THE state pension age may rise above life expectancy for men in more than 160 Scottish communities unless the system changes, MPs warn.
In a new report, the Commons Work and Pensions Committee says claimants would have to be 70.5 years old by 2060 if the current rate of annual increases is sustained.
This would exceed the average male life expectancy in more than 160 parts of Scotland and almost 30 in England.
Committee chairman Frank Field said the “triple lock” – which guarantees the state pension rises by average earnings, the consumer price index, or 2.5 per cent, whichever is the highest – must be scrapped to avoid people working to death.
He said: “With the triple lock in place, the only way state pension expenditure can be made sustainable is to keep raising the state pension age. This has the effect of excluding ever more people from the state pension altogether.”
He said those affected would be disproportionately from more deprived areas and manual occupations.
Research from the Institute for Fiscal Studies (IFS) found indexing pensions to a “smoothed” earnings link – protecting the value of the pension when inflation outstripped earnings – would save 0.8 per cent of GDP a year.

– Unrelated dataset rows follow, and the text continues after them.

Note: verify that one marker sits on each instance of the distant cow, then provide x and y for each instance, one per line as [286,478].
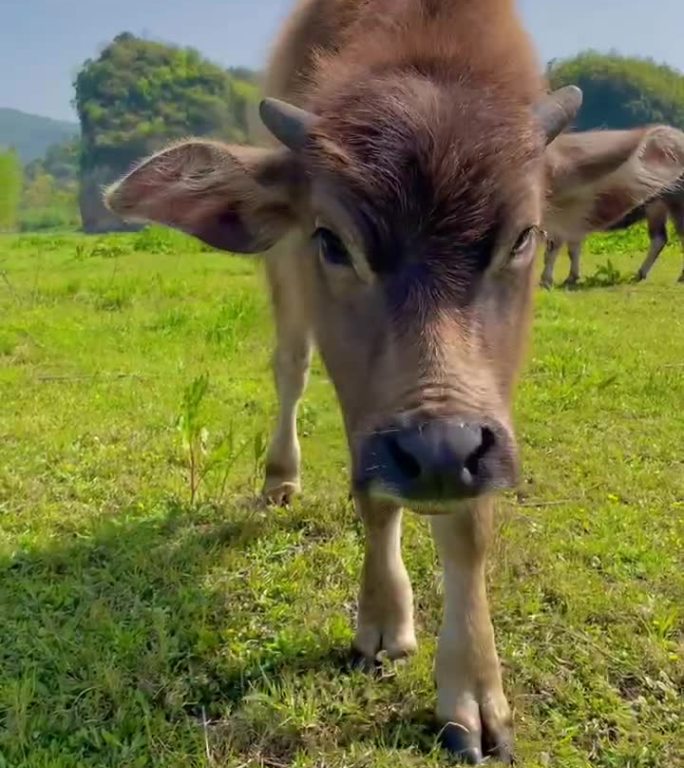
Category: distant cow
[410,183]
[668,204]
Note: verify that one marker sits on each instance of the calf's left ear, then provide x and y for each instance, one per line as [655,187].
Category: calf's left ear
[233,198]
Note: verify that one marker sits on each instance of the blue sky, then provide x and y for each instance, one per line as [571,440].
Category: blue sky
[43,42]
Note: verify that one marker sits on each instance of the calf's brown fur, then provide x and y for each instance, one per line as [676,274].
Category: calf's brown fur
[667,204]
[404,195]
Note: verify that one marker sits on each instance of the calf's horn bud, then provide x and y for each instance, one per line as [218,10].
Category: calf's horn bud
[557,110]
[289,124]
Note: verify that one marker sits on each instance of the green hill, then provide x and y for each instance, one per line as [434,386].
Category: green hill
[31,135]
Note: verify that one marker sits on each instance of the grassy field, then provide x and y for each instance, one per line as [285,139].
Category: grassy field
[137,629]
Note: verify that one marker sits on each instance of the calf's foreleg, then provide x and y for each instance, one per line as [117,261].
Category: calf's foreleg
[471,705]
[291,362]
[385,610]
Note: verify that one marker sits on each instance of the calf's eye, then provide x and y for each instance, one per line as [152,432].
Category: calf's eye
[331,248]
[525,242]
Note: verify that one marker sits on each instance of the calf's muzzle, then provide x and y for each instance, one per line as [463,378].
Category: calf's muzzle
[436,461]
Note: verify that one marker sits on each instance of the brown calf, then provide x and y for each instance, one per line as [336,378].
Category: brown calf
[669,203]
[409,183]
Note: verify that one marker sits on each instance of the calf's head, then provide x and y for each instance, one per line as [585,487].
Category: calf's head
[417,218]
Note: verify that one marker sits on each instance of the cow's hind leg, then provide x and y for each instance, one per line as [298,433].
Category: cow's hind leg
[291,361]
[677,214]
[385,610]
[657,232]
[471,705]
[550,256]
[574,252]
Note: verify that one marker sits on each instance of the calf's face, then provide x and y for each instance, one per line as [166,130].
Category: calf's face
[417,237]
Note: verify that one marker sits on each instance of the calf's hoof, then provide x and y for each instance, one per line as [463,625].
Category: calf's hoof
[397,643]
[279,493]
[476,747]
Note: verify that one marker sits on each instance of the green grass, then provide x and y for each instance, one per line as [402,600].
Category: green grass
[138,631]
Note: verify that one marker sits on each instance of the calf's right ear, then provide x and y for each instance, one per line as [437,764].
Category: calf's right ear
[234,198]
[596,178]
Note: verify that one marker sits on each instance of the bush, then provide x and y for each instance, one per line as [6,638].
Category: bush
[622,92]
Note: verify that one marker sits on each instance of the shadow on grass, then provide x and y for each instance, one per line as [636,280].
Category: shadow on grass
[147,630]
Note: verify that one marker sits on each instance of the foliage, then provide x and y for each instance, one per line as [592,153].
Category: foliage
[60,161]
[622,92]
[139,94]
[31,135]
[10,189]
[50,195]
[138,631]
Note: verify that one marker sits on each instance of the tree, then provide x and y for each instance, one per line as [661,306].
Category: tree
[622,92]
[10,189]
[60,161]
[136,97]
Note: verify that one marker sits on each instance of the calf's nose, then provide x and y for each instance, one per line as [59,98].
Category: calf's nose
[439,460]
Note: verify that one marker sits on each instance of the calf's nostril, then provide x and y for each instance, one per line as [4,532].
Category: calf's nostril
[406,463]
[487,442]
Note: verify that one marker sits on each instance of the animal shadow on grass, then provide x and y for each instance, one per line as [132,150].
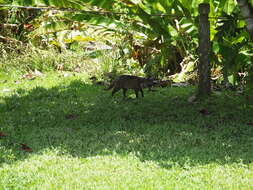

That would amount to a real-terms reduction of £15 billion at today’s prices, the equivalent to 4p on the basic rate of income tax.
In contrast, the IFS said maintaining the current system would require the state pension age to rise to 70.5 by 2060.
This would mean men in 60 neighbourhoods in Glasgow alone would die before receiving their pensions, including those in Parkhead West and Barrowfield, where life expectancy is 62.5.
Male life expectancy in the Westminster area of London is 92.9.
Chancellor Philip Hammond has indicated that, while the UK Government will keep the triple lock for the rest of this parliament, it will review its future after 2020.